On Monday, House Republicans unveiled the first phase of their long-awaited replacement plan for the Affordable Care Act (“ACA”). The two budget reconciliation bills — collectively dubbed the American Health Care Act ("AHCA") — were sent to the House Ways and Means Committee and Energy and Commerce Committee for consideration. After clearing the two committees on Thursday, the AHCA now heads to the House Budget Committee for approval. House leadership has indicated that it hopes to move the legislation through the House in three weeks and then send it directly to the Senate floor for a vote. As a budget reconciliation bill, the AHCA is filibuster proof, meaning that it will only require a majority of votes to pass the Senate and that floor debate on the bill is capped at 20 hours). The following sets forth five things to know about the AHCA:

  1. CBO Score Not Yet Available. The nonpartisan Congressional Budget Office (“CBO”) has not yet scored the AHCA. Accordingly, its estimates of cost and the effect of the legislation on the uninsured rate, is unknown. It is expected that the CBO will release its report next week.  
  2. Not a Wholesale Repeal of the ACA. The AHCA does not repeal the ACA wholesale.

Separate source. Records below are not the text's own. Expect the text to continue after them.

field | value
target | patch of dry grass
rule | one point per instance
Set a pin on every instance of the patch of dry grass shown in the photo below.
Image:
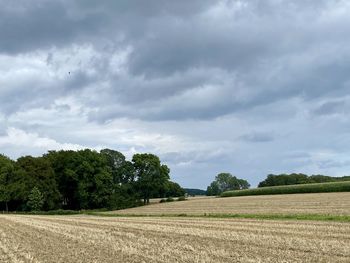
(318, 203)
(100, 239)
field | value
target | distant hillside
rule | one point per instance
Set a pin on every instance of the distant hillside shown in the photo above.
(192, 191)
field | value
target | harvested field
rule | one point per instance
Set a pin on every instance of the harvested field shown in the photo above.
(316, 203)
(100, 239)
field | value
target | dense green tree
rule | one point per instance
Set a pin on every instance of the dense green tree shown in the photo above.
(6, 172)
(83, 179)
(37, 171)
(35, 200)
(226, 182)
(213, 189)
(151, 175)
(173, 190)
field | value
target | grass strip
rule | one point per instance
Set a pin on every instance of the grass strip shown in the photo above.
(292, 189)
(310, 217)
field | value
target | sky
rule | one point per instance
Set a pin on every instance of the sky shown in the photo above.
(247, 87)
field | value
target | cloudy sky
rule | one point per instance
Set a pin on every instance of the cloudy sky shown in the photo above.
(248, 87)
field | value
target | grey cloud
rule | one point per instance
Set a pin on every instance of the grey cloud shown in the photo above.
(331, 107)
(333, 164)
(258, 137)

Whether due to the popularity of several key elements of the ACA, or the limitations imposed on budget reconciliation bills, the AHCA leaves much of the ACA in place, including:
    • Private health insurance reform efforts, including requirements that health plans cover pre-existing conditions, guarantee availability and renewability of coverage, cover adult children up to age 26; and cap annual and lifetime out-of-pocket expenditures.
    • Titles affecting quality of care and program integrity.
    • Medicare benefit enhancements.
  3. Medicaid Expansion Continues Until 2020. The ACHA kicks the bucket down the road on Medicaid expansion. In a likely appeal to Republican governors who run states that have expanded Medicaid, rather than immediately ending Medicaid expansion, the ACHA allows expansion to continue through January 1, 2020.
  4. Individual Mandate Penalty Reduced to $0. The bill reduces the ACA’s individual mandate penalty– the yearly penalty for not maintaining health insurance coverage — to $0. Instead, the AHCA penalizes individuals who do not maintain continuous health insurance coverage by allowing insurers to charge a 30% premium surcharge when they reenter the market.
  5. Tax Credits Continue in New Form. Like the ACA, the ACHA provides tax credits to help some people pay their health insurance premiums if they don’t receive insurance through work or government programs. However, rather than tying the credits to a person’s income as the current law does, the ACHA tax credit would be tied largely to age. Because the ACHA has largely stripped all taxes and fees from the ACA, it is unclear how these tax credit will be paid for.

Hospital Associations and American Medical Association Oppose ACA Replacement Bill 

In a March 8, 2017 letter to Congress titled “America’s Hospitals and Health Systems,” seven organizations representing nearly every hospital and health care system across the country indicated that they “cannot support the American Health Care Act as currently written.” The seven organizations signing the letter include (1) the America’s Essential Hospitals, (2) the American Hospital Association, (3) the Association of American Medical Colleges, (4) the Catholic Health Association of the United States, (5) the Children’s Hospital Association, (6) the Federation of American Hospitals, and (7) the National Association of Psychiatric Health Systems. The joint letter indicates that the organizations are very concerned that the bill would create “tremendous instability” for Americans seeking affordable coverage and would result in the loss of coverage for current enrollees as well as cuts to programs that provide coverage to their most vulnerable patients. The American Hospital Association submitted its separate letter of disapproval a day earlier, highlighting an expected loss of coverage for those who had gained coverage under the Affordable Care Act. In a March 8th letter to Congress, the American Medical Association called the AHCA “critically flawed” and indicated that it could not support the law as currently written due to the expected decline in health insurance coverage and the potential harm it would cause to vulnerable patient populations.